Editorial: Breaking Bad fans ironically addicted

YouOnBreakingBad.jpgSince its debut in 2008, the explosive TV drama “Breaking Bad” has shocked viewers with its rich storytelling and visceral elements, reaching upwards of 6.6 million viewers in its latest episode Sunday night.

Critics, too, can’t seem to get enough of Heisenburg, the main character’s alter ego. The show has nabbed 50 awards in its potent five-year run.

With the impending final episode on Sunday, fans are nervously scratching their heads in pursuit of a new obsession, but it’s quite clear what their problem is.

While it gives viewers the dark side of drug use and abuse, the show, in fact, proves to be more addicting than meth, the show’s key element.

For those just tuning in, the show follows Walter White, a high school chemistry teacher gone rogue when he is diagnosed with inoperable lung cancer.

Desperately, he turns to cooking meth in order to support his family following his imminent passing.

In a five-season-long chain of events, Walter not only turns into a kingpin meth chef, but he quickly loses his soul along the journey.

While it may not produce similar side effects like sores or “meth mouth,” the signs of a “Breaking Bad” addiction in conjunction with meth addiction are uncanny. According to Narconon International, signs of a meth user include insomnia, loss of appetite, unusual activeness, anxiety and paranoia.

Many who know a victim of this Heisenburg obsession can identify the symptoms listed above. If someone with this addiction goes without watching the show for even a small amount of time, they get restless, irritable and ruthless. They will stop at nothing to get what they crave: more “Breaking Bad.”

From a loved one’s perspective, it’s difficult to watch a curled up, hollow shell of a person these addicts eventually become hunched over a laptop screen with bloodshot eyes glued to every move.

Unlike real meth heads, most individuals with this obsession aren’t ashamed of their addiction, even in public.

Their irrational outbursts of “Oh my word, why aren’t you watching it?” and reiterations of just how brilliant Vince Gilligan is mirror the illogical nature of the typical meth user.

Unfortunately, the come-down might be as detrimental as it is to real life meth users. Deprivation for both parties include profuse sweating, shakes and, of course, the inconsolable need to get the good stuff. The more they get, the more they want.

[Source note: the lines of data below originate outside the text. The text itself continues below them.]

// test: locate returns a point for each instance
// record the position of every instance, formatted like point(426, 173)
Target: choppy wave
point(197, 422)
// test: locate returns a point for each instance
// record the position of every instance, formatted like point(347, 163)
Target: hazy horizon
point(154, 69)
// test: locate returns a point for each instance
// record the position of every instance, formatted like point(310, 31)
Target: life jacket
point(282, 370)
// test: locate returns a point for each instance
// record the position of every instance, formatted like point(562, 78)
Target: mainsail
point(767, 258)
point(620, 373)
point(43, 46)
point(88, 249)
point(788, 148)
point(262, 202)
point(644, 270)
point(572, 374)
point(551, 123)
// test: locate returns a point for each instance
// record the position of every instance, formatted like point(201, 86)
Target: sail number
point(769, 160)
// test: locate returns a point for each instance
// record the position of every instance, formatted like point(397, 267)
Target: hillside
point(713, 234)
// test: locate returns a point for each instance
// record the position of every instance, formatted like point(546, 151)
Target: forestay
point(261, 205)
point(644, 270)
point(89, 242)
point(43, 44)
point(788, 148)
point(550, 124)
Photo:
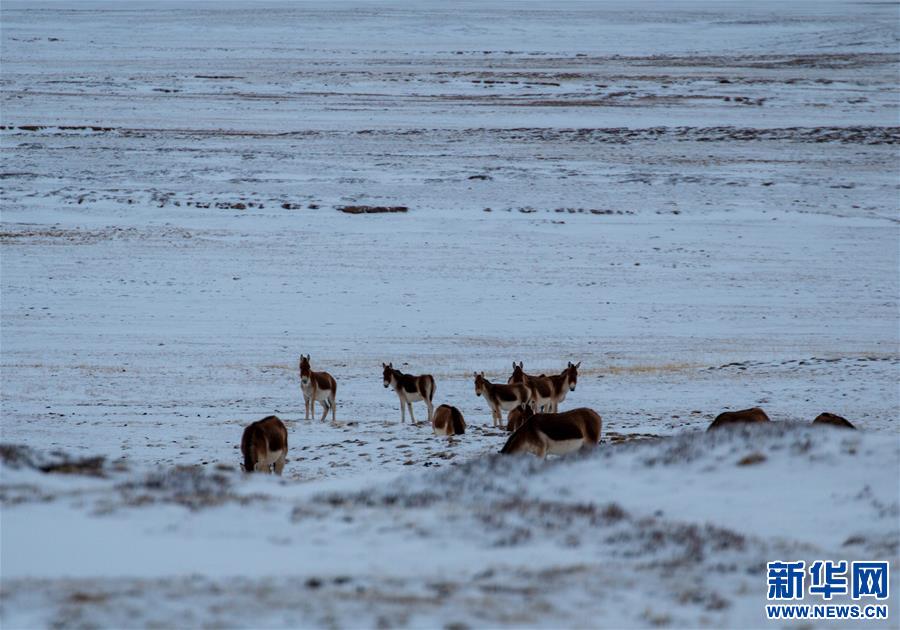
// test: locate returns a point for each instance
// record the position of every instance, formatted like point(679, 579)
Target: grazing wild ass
point(833, 420)
point(744, 416)
point(556, 433)
point(264, 445)
point(547, 391)
point(501, 398)
point(448, 420)
point(410, 389)
point(317, 386)
point(516, 417)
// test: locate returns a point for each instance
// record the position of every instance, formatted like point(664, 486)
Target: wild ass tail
point(459, 425)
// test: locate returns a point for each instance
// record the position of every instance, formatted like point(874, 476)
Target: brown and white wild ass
point(317, 386)
point(409, 389)
point(744, 416)
point(448, 420)
point(264, 445)
point(547, 391)
point(556, 433)
point(501, 398)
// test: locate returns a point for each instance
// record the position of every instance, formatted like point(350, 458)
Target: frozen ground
point(697, 202)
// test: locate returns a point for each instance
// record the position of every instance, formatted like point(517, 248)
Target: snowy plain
point(697, 200)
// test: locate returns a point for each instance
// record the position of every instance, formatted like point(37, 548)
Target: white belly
point(271, 458)
point(563, 447)
point(508, 405)
point(321, 394)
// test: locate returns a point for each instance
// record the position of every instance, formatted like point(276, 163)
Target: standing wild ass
point(409, 389)
point(517, 417)
point(264, 445)
point(556, 433)
point(448, 420)
point(317, 386)
point(501, 398)
point(547, 391)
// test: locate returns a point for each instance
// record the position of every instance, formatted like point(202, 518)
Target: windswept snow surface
point(698, 202)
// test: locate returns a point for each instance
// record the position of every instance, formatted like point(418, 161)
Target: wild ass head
point(479, 383)
point(571, 373)
point(304, 369)
point(518, 375)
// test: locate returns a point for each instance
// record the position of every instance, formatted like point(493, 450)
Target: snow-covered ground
point(698, 202)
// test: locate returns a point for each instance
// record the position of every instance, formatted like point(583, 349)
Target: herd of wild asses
point(531, 402)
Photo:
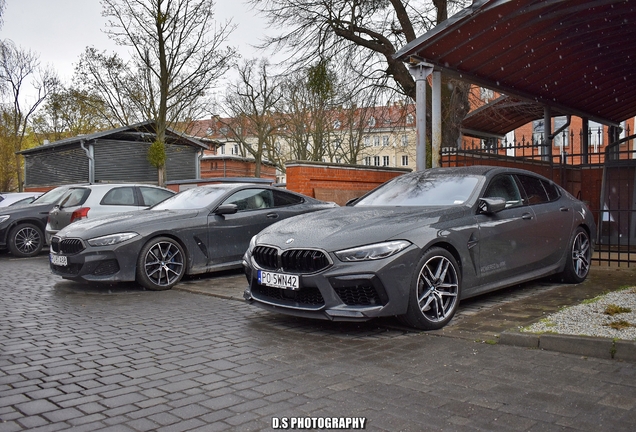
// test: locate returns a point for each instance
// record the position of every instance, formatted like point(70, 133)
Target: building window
point(537, 132)
point(561, 139)
point(595, 134)
point(486, 94)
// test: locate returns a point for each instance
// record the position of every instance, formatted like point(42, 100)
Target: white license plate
point(278, 280)
point(59, 260)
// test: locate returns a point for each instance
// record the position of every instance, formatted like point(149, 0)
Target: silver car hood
point(345, 227)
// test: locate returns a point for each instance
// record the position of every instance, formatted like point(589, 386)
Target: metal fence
point(603, 176)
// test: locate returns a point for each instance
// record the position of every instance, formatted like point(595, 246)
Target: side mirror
point(226, 209)
point(491, 205)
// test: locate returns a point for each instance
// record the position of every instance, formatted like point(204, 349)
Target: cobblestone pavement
point(118, 358)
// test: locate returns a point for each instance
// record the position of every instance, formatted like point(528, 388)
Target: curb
point(587, 346)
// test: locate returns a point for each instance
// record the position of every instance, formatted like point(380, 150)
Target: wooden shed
point(116, 155)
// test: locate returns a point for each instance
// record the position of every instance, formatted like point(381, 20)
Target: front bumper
point(116, 263)
point(342, 292)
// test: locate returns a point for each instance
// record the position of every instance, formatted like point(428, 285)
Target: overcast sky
point(60, 30)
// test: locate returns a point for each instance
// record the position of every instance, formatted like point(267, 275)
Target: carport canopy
point(576, 56)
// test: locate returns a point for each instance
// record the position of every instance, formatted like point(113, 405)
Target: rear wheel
point(435, 288)
point(26, 240)
point(579, 257)
point(161, 264)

It seems like the rise of the show is directly correlated with the increase of incessant TV show binging via Netflix. In fact, this phenomenon is diesel fuel for homework procrastination.

But American culture endures spurts of entertainment withdrawals on a regular basis, and we learn from them.

For instance, the world didn’t implode as was predicted when the final “Harry Potter” movie hit theaters. Although it’s impossible to reason with insanity, the truth for this psychotic behavior is left for those on the outside to interpret.

Is that deep down these addicts also want to cook and sell meth? Or is it sick joy of watching a middle class man spiral out of control?

In the end, the only bad these fans are breaking is their own ego.